Is Spotify shrinking the music business, by giving people a good reason not to buy music anymore?

Or is Spotify helping the music business, by giving people a good reason not to steal music anymore?


That’s the conclusion from a new study published by the National Bureau of Economic Research this month.

Economists Luis Aguiar and Joel Waldfogel looked at music sales in countries Spotify operated in between 2013 and 2015, and concluded that yes, “Spotify use displaces permanent downloads” — that is, if you’re getting your music from Spotify, you don’t need to buy it from iTunes. But they also found that “Spotify displaces music piracy,” and that the two trends balance each other out: “Interactive streaming appears to be revenue-neutral for the recorded music industry.”

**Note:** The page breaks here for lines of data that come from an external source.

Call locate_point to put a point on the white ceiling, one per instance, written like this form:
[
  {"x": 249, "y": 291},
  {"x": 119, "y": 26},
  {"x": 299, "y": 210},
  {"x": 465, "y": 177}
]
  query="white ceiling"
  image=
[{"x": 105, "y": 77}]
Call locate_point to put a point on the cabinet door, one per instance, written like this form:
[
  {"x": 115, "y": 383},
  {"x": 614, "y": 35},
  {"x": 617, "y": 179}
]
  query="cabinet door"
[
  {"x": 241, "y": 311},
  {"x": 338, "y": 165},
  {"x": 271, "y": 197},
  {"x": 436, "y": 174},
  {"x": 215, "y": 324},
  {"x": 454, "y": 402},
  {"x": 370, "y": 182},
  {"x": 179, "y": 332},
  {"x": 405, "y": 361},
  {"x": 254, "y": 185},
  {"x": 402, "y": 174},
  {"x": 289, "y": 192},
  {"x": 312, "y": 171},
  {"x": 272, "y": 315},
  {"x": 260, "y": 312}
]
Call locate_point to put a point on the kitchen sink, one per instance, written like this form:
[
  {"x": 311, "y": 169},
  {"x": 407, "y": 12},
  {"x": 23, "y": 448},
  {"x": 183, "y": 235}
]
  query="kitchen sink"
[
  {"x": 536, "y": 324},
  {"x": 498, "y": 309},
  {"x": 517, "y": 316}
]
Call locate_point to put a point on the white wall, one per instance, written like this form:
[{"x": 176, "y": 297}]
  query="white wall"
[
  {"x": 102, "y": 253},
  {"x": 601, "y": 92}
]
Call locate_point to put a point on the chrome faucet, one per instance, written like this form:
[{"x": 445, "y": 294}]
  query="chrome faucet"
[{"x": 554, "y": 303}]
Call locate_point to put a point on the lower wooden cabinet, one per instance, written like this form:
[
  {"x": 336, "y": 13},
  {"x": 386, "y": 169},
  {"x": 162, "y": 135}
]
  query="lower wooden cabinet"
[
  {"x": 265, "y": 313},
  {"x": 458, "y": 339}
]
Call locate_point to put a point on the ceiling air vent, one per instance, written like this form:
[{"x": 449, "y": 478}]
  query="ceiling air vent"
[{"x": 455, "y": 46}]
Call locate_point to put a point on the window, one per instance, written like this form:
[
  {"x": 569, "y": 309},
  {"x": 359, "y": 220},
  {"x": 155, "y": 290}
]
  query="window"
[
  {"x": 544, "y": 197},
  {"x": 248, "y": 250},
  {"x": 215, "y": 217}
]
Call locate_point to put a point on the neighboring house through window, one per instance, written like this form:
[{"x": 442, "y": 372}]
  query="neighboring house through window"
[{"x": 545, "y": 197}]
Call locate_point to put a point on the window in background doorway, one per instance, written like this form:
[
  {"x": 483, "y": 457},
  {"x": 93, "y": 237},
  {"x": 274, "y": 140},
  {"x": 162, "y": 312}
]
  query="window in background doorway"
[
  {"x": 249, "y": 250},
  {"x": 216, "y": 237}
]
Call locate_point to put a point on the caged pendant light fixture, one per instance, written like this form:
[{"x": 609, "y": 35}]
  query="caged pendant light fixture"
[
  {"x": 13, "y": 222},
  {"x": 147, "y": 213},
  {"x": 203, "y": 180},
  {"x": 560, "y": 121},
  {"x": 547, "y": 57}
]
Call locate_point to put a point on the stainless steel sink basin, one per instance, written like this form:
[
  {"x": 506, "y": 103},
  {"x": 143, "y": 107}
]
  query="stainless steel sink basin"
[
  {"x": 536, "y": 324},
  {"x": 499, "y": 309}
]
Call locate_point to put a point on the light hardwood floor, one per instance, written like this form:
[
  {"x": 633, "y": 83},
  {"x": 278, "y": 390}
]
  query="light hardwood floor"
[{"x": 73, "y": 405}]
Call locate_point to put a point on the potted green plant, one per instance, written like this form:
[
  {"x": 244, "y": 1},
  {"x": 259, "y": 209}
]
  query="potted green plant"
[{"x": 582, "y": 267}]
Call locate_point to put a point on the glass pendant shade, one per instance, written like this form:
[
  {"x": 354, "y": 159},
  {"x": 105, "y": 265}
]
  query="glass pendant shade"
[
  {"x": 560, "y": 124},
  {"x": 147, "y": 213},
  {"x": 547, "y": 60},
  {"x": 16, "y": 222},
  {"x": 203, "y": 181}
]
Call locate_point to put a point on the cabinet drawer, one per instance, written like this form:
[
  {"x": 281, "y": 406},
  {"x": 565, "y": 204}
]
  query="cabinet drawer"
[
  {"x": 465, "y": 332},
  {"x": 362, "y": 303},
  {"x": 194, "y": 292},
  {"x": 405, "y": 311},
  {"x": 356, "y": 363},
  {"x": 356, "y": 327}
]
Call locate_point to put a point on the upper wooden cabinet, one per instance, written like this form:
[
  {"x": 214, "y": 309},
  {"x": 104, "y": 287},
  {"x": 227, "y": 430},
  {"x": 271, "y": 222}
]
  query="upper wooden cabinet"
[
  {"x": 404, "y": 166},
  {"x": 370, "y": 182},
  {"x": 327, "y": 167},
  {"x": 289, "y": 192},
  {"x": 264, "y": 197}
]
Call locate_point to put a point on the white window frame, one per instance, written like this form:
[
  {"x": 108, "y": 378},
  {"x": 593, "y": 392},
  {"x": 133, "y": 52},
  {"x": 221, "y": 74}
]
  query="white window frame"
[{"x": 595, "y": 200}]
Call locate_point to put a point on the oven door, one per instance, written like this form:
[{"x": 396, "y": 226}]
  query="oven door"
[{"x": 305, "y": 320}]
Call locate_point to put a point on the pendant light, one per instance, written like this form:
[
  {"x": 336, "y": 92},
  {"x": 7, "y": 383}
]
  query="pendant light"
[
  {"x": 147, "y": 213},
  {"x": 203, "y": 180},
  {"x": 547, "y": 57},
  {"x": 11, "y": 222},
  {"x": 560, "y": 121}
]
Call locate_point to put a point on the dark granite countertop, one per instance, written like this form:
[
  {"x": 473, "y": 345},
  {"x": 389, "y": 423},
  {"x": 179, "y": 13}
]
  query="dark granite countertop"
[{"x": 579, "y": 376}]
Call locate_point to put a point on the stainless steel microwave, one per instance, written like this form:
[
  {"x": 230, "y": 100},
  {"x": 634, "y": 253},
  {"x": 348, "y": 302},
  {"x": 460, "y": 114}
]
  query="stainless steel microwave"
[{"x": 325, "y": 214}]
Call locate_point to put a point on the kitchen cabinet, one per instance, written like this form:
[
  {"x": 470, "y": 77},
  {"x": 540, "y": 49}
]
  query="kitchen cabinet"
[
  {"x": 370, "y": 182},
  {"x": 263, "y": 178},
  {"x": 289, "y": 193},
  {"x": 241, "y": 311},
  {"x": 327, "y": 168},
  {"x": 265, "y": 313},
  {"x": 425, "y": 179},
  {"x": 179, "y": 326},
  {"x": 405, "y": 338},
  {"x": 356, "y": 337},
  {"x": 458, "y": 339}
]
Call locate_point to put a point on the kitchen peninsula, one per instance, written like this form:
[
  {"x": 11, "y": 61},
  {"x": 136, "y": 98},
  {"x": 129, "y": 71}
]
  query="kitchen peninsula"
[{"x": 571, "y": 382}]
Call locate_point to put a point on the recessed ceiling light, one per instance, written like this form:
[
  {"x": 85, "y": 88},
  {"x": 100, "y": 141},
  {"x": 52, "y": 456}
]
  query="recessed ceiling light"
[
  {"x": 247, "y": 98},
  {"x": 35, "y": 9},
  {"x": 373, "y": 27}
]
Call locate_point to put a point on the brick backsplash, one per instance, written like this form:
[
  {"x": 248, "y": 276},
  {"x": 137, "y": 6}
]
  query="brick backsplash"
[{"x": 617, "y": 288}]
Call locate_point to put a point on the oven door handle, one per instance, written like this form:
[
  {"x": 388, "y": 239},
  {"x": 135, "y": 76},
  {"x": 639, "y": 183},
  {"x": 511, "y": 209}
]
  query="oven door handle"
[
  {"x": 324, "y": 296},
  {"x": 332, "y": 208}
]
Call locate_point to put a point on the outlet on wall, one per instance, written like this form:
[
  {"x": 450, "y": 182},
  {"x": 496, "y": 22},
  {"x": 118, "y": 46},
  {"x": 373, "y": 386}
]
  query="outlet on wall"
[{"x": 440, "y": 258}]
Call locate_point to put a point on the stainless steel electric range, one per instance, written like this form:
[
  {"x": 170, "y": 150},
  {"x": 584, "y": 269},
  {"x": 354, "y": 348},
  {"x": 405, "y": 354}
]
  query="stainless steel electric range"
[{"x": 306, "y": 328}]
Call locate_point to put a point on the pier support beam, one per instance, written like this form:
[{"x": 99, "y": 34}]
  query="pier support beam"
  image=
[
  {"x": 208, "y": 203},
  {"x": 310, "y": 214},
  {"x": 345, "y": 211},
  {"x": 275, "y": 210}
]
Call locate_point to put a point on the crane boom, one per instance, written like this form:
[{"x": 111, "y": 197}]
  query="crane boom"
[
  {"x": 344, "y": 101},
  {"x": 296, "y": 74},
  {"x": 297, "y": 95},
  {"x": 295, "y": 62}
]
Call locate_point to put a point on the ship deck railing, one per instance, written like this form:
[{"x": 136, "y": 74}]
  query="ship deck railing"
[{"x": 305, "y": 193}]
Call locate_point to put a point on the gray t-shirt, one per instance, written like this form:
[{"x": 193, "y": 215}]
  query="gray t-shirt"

The nice thing about the study is that it manages to bolster both Spotify’s main argument to the music industry for the past few years — if you don’t let us distribute your music, and get some money for it, the pirates will do it and you’ll get none — and the music labels’ primary worry about streaming — there’s no way we’re going to sell enough subscriptions to replace albums and single-track sales!

And it has the added bonus of confirming what you might think about the music business, if you had no access to sales data, but did have common sense.

The study is also timely, since the labels and Spotify are haggling over new distribution contracts — and YouTube, the world’s biggest digital music service, is about to do the same. Then again, there’s only so much haggling each side can do: The streaming services need the labels’ stuff to exist, but the labels need the streaming services, too — there’s no way they’re convincing people to buy downloads anymore.

Two other things to note: The study won’t do anything for individual musicians and content owners, who may well have seen their sales revenues continue to decline without any upside. And it doesn’t have anything to say about Spotify’s other big argument, which is that if it can get big enough, it will start growing the overall music pie for everyone in the business. But it’s hard to study something that hasn’t happened yet.